Weak logic, little evidence
“The logic and evidence base for such massive taxation [as stipulated by the WHO’s “3 by 35” initiative] as a deterrent on harmful products is extremely weak, and significant critiques have emerged,” Yach comments, “for instance, illicit trade: Raising taxes, particularly on tobacco, can and has incentivized smuggling, black-market activity and provided finance to terrorist groups. While some studies suggest global illicit trade has not risen in lockstep with higher taxes, it remains a challenge for many regions, potentially undercutting both revenue and health gains.”
He adds that the risk of substitution effects should also be considered. “There are concerns that tax-induced reductions in one harmful product may drive increased consumption of untaxed, potentially more dangerous substitutes. For example, youth who find alcohol expensive may turn to more potent or illicit substances, and highly taxed cigarettes can push consumers toward even riskier tobacco or nicotine products. Increased taxes on sugary beverages could lead consumers to use more obesogenic foods and beverages. Note that the underlying drivers of obesity go well beyond sugary beverages.”

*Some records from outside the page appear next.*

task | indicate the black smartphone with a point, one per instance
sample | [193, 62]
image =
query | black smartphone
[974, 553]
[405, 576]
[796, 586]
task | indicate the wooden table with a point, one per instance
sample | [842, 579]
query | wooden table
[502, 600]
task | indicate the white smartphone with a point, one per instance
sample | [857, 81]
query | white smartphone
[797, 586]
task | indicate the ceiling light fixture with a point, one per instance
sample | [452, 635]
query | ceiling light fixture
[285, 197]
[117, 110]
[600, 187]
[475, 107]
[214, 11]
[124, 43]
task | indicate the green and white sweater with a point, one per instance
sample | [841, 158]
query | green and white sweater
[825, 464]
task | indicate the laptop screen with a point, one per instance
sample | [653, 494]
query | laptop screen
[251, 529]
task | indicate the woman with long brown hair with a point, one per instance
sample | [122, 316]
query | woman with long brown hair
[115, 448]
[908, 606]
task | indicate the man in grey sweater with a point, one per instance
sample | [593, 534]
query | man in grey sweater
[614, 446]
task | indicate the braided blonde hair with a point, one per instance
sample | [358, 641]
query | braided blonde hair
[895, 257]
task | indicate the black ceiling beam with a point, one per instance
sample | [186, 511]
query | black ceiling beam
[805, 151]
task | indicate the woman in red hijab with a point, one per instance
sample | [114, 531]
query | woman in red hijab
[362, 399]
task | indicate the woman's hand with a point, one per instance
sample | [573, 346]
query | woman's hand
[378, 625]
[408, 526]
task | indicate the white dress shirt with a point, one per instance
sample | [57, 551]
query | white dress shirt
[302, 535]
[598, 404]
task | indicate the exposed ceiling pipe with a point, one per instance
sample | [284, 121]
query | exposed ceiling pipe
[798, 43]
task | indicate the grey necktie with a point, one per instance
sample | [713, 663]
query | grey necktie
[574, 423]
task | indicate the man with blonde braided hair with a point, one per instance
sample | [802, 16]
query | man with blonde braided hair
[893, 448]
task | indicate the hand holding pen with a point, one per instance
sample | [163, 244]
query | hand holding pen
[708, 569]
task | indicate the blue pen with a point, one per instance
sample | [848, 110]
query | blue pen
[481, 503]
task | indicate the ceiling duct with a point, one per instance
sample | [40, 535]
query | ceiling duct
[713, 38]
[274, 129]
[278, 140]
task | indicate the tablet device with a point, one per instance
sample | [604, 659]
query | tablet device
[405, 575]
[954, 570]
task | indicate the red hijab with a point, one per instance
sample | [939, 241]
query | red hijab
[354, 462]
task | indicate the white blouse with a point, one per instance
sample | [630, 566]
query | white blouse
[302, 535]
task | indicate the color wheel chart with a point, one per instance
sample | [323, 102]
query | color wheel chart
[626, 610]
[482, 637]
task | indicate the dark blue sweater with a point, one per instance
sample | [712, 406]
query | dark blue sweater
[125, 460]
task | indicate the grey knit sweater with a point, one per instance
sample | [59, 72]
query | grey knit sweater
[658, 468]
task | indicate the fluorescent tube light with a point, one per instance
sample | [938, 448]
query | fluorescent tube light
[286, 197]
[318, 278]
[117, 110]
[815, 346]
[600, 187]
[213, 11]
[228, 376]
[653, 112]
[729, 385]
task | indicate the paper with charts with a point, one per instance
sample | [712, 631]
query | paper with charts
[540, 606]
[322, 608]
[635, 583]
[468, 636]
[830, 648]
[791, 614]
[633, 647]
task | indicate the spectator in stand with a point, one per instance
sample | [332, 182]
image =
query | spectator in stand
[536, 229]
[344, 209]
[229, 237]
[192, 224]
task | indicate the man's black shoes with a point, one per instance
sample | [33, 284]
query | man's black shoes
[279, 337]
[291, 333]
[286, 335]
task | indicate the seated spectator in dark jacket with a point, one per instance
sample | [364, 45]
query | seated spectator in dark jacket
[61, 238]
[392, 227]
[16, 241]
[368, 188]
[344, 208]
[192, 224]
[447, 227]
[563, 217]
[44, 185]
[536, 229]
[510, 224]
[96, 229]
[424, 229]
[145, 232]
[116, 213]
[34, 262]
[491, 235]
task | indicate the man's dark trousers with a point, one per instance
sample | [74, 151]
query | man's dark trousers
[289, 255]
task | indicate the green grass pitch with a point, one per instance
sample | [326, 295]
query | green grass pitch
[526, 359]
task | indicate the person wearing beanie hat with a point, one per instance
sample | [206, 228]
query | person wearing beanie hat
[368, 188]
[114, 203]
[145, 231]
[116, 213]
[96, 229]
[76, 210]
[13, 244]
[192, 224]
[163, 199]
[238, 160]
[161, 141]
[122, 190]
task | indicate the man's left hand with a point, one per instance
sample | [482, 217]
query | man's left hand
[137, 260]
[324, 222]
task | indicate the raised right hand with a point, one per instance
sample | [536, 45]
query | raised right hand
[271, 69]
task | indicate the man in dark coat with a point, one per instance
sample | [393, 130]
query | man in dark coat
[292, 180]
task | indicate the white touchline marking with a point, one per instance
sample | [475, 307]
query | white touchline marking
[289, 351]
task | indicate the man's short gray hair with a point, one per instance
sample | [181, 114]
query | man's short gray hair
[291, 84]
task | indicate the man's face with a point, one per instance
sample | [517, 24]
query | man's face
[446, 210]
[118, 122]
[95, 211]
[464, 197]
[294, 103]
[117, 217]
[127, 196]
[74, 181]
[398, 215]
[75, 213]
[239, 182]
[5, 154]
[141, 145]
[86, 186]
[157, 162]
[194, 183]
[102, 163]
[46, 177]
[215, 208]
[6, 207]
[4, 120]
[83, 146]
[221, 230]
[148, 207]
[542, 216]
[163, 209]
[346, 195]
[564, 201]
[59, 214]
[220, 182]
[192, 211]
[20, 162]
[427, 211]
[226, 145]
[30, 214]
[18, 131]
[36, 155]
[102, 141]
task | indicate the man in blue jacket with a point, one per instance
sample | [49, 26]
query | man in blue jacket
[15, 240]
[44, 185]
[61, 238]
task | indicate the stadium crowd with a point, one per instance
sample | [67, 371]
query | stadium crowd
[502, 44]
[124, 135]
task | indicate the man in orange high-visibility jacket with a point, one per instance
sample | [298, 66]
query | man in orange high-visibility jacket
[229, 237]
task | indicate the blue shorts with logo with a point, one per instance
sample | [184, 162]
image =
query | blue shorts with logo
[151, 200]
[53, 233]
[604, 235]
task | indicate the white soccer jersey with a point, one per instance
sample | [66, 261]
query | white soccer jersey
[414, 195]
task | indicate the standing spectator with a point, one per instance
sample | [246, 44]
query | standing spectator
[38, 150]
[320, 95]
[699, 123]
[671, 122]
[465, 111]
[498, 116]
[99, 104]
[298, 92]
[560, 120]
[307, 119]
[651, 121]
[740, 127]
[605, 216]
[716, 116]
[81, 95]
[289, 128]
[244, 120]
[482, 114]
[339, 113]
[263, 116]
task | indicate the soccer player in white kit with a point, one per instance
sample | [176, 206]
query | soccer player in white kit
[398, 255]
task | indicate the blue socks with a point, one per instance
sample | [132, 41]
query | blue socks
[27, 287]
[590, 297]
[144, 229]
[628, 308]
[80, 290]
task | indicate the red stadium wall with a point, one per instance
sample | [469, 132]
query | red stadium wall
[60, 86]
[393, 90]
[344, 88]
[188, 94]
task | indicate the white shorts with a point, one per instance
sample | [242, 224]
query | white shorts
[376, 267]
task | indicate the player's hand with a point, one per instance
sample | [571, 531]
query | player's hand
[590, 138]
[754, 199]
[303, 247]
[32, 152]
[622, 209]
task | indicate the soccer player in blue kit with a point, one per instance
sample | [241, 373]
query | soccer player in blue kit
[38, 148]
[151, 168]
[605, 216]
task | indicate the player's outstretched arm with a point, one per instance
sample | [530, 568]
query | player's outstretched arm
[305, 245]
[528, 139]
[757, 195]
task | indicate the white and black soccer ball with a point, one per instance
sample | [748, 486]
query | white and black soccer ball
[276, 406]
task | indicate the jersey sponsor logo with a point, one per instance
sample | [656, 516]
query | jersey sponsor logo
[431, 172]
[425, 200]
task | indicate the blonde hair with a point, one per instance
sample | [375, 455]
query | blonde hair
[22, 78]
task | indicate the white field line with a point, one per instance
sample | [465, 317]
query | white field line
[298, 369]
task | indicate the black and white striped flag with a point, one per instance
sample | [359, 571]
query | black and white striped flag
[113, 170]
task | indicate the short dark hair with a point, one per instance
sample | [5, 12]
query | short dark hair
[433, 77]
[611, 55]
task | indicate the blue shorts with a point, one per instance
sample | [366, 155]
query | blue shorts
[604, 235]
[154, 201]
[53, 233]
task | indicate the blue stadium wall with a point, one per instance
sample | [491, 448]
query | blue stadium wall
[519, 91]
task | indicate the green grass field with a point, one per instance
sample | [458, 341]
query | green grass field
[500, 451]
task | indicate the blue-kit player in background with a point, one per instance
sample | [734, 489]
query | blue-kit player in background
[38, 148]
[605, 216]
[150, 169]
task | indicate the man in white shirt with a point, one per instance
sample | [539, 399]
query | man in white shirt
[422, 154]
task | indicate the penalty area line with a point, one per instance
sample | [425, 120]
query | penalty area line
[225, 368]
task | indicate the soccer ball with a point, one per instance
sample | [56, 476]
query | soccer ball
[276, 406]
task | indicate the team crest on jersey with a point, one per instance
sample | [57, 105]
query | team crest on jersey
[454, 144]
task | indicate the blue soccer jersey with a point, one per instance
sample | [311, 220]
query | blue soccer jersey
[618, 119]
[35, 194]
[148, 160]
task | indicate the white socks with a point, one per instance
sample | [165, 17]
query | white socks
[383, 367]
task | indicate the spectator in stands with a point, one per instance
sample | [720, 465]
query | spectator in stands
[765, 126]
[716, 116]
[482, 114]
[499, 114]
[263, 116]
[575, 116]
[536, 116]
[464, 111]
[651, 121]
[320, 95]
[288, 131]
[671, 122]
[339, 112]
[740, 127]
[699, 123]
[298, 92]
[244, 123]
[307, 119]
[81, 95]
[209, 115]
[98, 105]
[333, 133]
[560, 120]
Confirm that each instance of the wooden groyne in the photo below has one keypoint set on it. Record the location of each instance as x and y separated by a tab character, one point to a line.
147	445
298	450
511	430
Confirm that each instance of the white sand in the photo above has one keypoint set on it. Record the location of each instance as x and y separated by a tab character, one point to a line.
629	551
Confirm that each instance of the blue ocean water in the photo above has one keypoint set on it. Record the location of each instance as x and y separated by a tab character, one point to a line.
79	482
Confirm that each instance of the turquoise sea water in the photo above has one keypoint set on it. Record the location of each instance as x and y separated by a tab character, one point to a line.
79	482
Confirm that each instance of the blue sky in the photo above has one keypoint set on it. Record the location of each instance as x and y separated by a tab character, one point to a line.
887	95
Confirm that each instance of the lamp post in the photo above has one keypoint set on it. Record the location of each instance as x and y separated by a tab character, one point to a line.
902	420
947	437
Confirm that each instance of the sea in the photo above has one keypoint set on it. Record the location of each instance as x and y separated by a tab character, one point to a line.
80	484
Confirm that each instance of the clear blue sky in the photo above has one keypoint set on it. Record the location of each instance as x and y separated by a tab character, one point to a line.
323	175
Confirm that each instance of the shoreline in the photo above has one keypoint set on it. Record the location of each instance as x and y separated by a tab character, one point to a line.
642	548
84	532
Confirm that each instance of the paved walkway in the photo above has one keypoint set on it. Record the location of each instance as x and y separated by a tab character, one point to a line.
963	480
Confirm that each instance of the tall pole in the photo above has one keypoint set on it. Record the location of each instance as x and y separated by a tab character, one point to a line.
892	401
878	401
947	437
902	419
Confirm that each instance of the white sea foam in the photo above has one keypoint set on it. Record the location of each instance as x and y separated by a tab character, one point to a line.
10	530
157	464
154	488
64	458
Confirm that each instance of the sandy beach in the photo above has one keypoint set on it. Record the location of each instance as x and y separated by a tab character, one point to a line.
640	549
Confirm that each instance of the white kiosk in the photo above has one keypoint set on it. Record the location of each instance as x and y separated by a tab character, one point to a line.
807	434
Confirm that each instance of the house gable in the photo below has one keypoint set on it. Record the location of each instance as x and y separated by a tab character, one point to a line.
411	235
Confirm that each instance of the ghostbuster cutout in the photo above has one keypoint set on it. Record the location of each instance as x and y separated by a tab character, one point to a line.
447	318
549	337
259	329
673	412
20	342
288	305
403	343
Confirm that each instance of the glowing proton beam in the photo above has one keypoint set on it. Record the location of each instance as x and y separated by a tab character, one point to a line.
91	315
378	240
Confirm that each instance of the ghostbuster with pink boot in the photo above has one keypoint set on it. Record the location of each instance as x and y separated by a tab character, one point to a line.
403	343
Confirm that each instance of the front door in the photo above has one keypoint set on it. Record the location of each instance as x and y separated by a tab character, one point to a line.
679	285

WHO’s one-size-fits-all approach also neglects alternatives, he says: “The ‘tax first’ focus leaves less policy space for tobacco harm reduction strategies, such as promoting lower-risk nicotine alternatives, promotion of the use of GLP-1 agonists [Ed: diabetes and obesity medication] or comprehensive strategies for healthier diets beyond simply taxing sugar, and more nuanced interventions to address youth alcohol use—like restricting marketing, improving education, and reducing binge drinking, rather than relying solely on price.”
Besides, for governments having become dependent on tobacco tax revenue, which WHO estimates to amount to US$1 trillion globally per year, the “3 by 35” initiative’s apparently simple equation may not quite turn out as planned. Examining the recent European Commission’s TEDOR proposal, the Tax Foundation Europe in early August warned that as price increases and quantity demanded falls, price elasticity increases, which means further tax-induced price increases generate less and less revenue. “Even if tobacco tax increases generate more revenue in the short run, the shrinking tax base guarantees long-run revenue declines. The time has come for governments to start weaning themselves off tobacco tax revenue.”